There's a different flavour to support for armed struggle when it's from thousands of miles away, or when it's from places where there've been bombings. That's something which the English and the Irish, both in Ireland and in England, have in common, whatever we think about the people who've been doing the bombing. It's something which neither of us share with the Americans, or the American born Irish for that matter. (And that's not saying that people in America haven't got a right to have a view and a role to play).
The war's been an awful thing. No one is free from blame, though the main blame lies on a succession of English politicians, mostly on the right.

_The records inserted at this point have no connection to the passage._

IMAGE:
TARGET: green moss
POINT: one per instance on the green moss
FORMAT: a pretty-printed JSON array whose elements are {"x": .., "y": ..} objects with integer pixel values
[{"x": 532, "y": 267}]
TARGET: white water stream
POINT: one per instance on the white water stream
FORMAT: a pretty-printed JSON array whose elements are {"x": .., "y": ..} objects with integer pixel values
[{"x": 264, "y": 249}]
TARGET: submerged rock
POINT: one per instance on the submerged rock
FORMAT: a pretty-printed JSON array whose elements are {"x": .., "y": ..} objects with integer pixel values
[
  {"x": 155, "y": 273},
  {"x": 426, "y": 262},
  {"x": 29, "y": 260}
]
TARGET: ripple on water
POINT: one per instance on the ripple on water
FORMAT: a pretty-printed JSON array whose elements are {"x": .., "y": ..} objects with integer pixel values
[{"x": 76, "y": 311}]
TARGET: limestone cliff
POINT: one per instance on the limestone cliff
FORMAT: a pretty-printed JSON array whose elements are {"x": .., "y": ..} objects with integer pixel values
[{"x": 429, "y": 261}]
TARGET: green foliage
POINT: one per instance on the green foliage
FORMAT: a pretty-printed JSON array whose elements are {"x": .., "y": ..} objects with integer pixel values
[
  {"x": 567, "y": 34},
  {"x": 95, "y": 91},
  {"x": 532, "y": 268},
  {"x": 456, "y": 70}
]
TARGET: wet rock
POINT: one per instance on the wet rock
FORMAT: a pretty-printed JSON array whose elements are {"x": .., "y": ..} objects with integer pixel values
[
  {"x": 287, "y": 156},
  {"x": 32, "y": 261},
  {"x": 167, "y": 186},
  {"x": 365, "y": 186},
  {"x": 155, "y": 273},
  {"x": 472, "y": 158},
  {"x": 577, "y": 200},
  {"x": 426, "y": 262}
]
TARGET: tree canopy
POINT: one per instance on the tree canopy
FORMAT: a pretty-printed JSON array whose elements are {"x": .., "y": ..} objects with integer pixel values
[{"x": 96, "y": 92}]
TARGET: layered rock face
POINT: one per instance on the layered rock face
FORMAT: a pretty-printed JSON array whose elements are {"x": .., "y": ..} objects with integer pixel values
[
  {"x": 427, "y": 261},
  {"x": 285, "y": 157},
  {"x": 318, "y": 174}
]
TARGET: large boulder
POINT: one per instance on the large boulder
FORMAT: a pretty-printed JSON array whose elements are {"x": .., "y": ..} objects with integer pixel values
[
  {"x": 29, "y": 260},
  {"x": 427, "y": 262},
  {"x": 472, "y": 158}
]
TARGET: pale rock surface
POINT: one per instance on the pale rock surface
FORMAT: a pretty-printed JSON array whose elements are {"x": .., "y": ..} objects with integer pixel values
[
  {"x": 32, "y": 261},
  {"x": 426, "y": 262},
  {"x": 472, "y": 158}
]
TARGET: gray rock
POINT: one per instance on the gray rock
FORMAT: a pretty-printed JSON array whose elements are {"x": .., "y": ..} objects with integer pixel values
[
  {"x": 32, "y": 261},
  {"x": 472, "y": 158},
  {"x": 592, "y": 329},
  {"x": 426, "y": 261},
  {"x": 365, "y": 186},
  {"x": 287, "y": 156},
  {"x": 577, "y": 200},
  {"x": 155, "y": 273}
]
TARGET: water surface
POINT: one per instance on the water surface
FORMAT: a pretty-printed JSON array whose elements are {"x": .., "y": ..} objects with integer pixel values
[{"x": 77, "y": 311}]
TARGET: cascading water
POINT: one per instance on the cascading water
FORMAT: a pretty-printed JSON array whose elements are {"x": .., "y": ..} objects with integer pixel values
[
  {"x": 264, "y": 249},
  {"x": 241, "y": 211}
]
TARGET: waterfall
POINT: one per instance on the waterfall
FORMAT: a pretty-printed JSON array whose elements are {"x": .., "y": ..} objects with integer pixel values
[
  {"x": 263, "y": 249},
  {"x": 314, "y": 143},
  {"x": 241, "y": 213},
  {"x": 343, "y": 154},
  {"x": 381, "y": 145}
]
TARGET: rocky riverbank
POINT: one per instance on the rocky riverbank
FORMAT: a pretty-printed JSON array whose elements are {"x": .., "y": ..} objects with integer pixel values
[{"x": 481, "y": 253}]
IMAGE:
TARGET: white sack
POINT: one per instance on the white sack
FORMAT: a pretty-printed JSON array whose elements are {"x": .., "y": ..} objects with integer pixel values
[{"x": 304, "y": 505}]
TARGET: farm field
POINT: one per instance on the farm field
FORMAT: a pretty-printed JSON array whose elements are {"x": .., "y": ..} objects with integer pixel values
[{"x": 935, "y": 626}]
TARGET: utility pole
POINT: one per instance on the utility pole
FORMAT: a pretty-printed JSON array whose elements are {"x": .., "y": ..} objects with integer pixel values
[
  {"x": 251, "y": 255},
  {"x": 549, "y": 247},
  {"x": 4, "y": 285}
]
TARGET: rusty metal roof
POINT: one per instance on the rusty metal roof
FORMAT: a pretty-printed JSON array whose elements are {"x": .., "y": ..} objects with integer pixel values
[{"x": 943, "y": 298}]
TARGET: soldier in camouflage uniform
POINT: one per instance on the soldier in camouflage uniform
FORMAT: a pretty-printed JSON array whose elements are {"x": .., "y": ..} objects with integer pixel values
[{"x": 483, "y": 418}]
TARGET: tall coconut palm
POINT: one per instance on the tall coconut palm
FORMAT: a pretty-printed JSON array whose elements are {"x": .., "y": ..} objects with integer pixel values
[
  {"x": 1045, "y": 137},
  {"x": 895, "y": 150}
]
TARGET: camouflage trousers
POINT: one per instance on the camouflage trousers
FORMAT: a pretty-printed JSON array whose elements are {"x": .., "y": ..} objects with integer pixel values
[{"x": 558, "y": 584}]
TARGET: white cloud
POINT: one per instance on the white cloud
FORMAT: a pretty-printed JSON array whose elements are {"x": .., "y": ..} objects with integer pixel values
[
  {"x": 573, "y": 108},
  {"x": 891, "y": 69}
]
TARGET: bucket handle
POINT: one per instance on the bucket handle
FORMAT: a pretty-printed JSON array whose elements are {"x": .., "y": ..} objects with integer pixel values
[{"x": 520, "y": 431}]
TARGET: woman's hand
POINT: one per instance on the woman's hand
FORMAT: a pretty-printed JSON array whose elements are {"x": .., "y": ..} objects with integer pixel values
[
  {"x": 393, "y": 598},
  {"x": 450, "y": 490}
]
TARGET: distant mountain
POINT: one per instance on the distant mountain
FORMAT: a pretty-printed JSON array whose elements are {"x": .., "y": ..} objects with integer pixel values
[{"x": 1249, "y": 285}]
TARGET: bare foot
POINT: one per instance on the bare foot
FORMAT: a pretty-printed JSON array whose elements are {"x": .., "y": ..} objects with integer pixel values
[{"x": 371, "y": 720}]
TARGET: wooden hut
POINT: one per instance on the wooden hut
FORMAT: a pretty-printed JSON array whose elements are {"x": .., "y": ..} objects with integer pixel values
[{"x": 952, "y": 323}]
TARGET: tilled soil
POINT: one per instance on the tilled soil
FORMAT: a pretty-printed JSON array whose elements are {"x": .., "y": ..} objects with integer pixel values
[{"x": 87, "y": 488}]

Over the past century, they have used Ireland as an instrument for advancing their own domestic agenda, "playing the Orange card" whenever it suits them. Both sections of the Northern Irish community have been cheated and exploited, and trapped in a fratricidal civil war. And they have done awful things to each other. My father was 18 months in jail for fighting the Staters in the Civil War, and he was broken hearted by what was happening in the North during his last years before he died. He used to say they brought shame on the IRA.
It's a pretty shoddy peace deal in many ways; most peace deals are like that. But if it provides a space within which the two parts of the Northern Irish community can learn to recognise that they have far more in common with each other than with England, it can mean an end to the longest war on the planet.
God knows where it goes from here. Maybe when the Scots have broken away from England there'll be a confederation of Scotland and two Irish States within the European Union? Maybe King Charles will turn Catholic, and Ian Paisley will have to become a Republican...
On a more domestic Mudcat note - "You know, George, I'm really getting tired of you and your anti-Irish patriotism." That's hardly fair, Mbo. The man thinks that, while Cromwell did terrible things in Ireland he did some good in England. I don't agree with him, but it's not "anti-Irish". I know people who have been active in opposing the British involvement in Ireland would share that view. Tony Benn for example.
And as for "I don't hear anyone complaining about American & British nationalism!", well I'll be happy enough to do so anytime it gets out of hand and takes itself seriously.
Here's a song I wrote for the peace process a couple of years ago:
WHITE SNOW OF THE SPRINGTIME
Well it came like some angel before you could know. Now the blossom is fallen, it's gone like the snow. The blossom is fallen, now the white tree is green - When the summer is over then the fruit will be seen. White snow of the springtime, new hope once again, Strength to us all, till we meet here as friends, With hearts joined together, for all that is done - Peace ever after, from here and now on, Peace ever after, from here and now on.
Now it's time to remember the lessons we learn As we walk down this road, on which there's no return. Skies that are cloudy, the grass that is green, We carry them with us, those sights we have seen. White snow of the springtime, new hope once again, Strength to us all, till we meet here as friends, With hands joined together, for all that is done - Peace ever after, from here and now on, Peace ever after, from here and now on.
No greater love could a man ever show Than to lay down his dreams for his friends and his foes. Now and for ever, to stretch out those hands, Peace to the people of these troubled lands White snow of the springtime, new hope once again, Strength to us all, till we meet here as friends, With hands joined together, for all that is gone - Peace ever after, from here and now on. Peace ever after, from here and now on.